Ideally, Validation would be performed comparing an exact measurement of the “physical reality” with the exact solution of the selected mathematical model. However, exact measurements do not exist and mathematical models for turbulent flows do not have analytical solutions. Therefore, procedures must be developed to take into account experimental and numerical uncertainties. Furthermore, the exact values of the flow parameters as for example Reynolds number, fluid viscosity or inlet turbulence quantities are often unknown, which leads to the so-called parameter uncertainty that also has to be dealt within the assessment of the modelling error.
The main goal of this paper is to demonstrate that the very popular designation of “code X is validated” is meaningless without saying what is the mathematical model embedded in the code, what are the quantities of interest for the specific application and what is the Validation uncertainty imposed by the experimental, numerical and parameter uncertainties. Furthermore, we also illustrate that Validation is not a pass or fail exercise. A modelling error of 10% may be acceptable for a given application, whereas 1% may not be enough for a different one.

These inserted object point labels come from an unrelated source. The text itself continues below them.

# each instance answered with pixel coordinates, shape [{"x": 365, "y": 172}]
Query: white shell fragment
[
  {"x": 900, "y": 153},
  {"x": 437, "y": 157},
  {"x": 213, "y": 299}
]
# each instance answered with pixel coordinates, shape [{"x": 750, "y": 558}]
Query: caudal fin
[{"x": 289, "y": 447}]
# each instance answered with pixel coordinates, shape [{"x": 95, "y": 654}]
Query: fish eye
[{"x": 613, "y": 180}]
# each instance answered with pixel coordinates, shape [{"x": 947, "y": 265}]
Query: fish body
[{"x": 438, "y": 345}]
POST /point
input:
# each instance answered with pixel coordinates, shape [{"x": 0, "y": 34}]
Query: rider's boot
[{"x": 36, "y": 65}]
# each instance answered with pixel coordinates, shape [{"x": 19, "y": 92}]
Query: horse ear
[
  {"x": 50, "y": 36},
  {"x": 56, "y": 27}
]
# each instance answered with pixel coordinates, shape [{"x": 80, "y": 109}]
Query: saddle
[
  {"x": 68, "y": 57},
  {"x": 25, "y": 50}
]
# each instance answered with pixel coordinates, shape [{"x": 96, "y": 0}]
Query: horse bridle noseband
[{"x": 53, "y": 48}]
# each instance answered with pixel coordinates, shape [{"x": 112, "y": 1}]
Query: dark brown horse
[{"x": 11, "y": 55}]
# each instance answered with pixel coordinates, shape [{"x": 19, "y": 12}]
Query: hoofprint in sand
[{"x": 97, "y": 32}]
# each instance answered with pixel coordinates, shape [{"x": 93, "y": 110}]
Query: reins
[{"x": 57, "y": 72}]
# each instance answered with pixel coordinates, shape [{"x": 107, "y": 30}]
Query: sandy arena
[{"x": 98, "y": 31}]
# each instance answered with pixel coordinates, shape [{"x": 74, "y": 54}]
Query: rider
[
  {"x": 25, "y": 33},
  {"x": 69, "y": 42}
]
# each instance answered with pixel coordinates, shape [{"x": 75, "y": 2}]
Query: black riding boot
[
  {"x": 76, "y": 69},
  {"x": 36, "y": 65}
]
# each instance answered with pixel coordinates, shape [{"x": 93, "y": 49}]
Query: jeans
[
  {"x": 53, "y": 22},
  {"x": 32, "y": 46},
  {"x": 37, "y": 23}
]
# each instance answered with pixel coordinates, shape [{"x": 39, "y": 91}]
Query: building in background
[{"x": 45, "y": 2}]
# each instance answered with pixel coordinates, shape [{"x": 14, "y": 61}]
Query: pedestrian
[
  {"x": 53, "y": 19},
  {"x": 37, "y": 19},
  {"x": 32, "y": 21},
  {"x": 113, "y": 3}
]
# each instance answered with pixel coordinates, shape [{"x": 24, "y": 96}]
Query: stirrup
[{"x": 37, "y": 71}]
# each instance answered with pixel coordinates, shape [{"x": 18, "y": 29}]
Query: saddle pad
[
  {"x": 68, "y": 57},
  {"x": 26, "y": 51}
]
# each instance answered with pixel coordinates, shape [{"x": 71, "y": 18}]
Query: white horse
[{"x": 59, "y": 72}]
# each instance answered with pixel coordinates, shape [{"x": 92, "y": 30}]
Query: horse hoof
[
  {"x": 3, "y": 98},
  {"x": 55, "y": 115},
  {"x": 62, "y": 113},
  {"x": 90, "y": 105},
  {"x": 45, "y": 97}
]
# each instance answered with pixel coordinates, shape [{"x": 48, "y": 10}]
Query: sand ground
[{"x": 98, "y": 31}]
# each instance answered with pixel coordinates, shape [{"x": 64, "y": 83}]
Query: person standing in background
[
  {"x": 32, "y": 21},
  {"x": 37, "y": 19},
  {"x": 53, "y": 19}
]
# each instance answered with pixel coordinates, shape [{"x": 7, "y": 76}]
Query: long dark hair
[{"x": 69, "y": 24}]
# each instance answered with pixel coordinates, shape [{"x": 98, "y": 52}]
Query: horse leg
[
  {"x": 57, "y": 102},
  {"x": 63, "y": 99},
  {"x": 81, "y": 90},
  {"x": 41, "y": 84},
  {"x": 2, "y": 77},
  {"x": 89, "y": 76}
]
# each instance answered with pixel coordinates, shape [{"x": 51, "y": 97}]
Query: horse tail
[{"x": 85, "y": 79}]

To this end, we present the application of the ASME V&V 20 Validation procedure for local set points and the metric for multiple set points to several practical test cases: prediction of transition from laminar to turbulent regime for the flow over a flat plate; flow around a circular cylinder; flow around the KVLCC2 tanker and current loads in shallow water for a LNG carrier. In most of these exercises, parameter uncertainty is assumed to be zero, which is an assumption often required for the so-called practical calculations due to the computational effort required to address it. Nonetheless, as an illustration of its application, the flow over the flat plate includes parameter uncertainty for the specification of the inlet turbulence quantities.